The name Lusing was used for ten tropical cyclones by the Philippine Atmospheric, Geophysical and Astronomical Services Administration (PAGASA) and its predecessor, the Philippine Weather Bureau, in the Western Pacific Ocean.

- Typhoon Elsie (1964) (T6408, 10W, Lusing) – a strong typhoon which struck central Luzon, causing widespread flooding.
- Typhoon Wendy (1968) (T6812, 16W, Lusing) – an intense typhoon that weakened before affecting northern Philippines, Taiwan and South China.
- Tropical Depression Lusing (1972) – a tropical depression only recognized by PAGASA and the Joint Typhoon Warning Center (JTWC).
- Severe Tropical Storm Violet (1976) (T7610, 10W, Lusing) – a fairly strong tropical storm which hit Hainan, claiming 2 lives.
- Typhoon Ida (1980) (T8007, 08W, Lusing) – a system which was only considered by the JTWC as a tropical storm and passed south of Taiwan before making landfall in mainland China.
- Tropical Depression 12W (1984) (12W, Lusing) – short-lived tropical depression which remained at sea.

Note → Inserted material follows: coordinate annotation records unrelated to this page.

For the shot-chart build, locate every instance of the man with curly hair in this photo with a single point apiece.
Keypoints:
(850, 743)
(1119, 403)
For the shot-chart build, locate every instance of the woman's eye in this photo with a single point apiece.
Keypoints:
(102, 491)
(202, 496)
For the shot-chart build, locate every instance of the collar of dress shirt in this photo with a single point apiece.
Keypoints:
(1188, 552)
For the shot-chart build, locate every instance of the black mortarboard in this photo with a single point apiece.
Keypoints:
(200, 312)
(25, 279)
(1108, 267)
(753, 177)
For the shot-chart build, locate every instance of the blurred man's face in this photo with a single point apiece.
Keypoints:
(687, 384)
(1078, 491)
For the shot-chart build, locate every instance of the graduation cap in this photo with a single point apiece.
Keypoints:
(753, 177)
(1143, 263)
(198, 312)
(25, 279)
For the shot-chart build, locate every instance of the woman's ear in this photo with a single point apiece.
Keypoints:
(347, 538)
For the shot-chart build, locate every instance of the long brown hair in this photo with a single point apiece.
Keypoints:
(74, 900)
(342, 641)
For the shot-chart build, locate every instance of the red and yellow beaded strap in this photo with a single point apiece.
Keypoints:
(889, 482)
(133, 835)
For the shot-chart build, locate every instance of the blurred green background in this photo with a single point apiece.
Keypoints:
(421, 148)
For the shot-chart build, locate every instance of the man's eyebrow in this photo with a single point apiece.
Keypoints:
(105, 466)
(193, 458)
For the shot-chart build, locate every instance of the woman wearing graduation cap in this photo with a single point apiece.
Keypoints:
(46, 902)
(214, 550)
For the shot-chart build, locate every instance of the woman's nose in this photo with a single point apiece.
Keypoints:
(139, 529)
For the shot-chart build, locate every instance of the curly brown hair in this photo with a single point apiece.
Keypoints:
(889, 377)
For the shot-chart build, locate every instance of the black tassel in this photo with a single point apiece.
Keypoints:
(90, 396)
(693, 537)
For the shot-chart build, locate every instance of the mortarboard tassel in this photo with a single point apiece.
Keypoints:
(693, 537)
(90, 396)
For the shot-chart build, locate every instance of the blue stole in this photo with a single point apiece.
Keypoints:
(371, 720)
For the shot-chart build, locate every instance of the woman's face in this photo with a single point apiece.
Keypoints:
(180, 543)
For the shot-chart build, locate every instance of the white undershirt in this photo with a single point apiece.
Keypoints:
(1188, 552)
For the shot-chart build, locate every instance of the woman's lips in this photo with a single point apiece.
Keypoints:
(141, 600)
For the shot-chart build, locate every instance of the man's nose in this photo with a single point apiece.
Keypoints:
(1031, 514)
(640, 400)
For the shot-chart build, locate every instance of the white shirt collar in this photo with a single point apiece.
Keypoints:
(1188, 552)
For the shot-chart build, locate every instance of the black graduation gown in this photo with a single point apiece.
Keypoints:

- Tropical Storm Jeff (1988) (T8820, 16W, Lusing) – a tropical storm which affected no land areas.
- Typhoon Omar (1992) (T9215, 15W, Lusing) – the strongest and costliest typhoon to make landfall in Guam in 16 years; also affected the Philippines, Taiwan and East China, causing a total of 15 fatalities.
- Typhoon Niki (1996) (T9613, 18W, Lusing) – a relatively powerful typhoon that crossed the Philippines, Hainan and northern Vietnam in mid-August 1996.
- Typhoon Prapiroon (2000) (T0012, 20W, Lusing) – a relatively minimal typhoon which caused 75 fatalities and incurred more than $6 billion USD in damages, becoming the costliest to impact the Korean Peninsula.

After the 2000 Pacific typhoon season, the PAGASA revised their naming lists, and the name Lusing was excluded.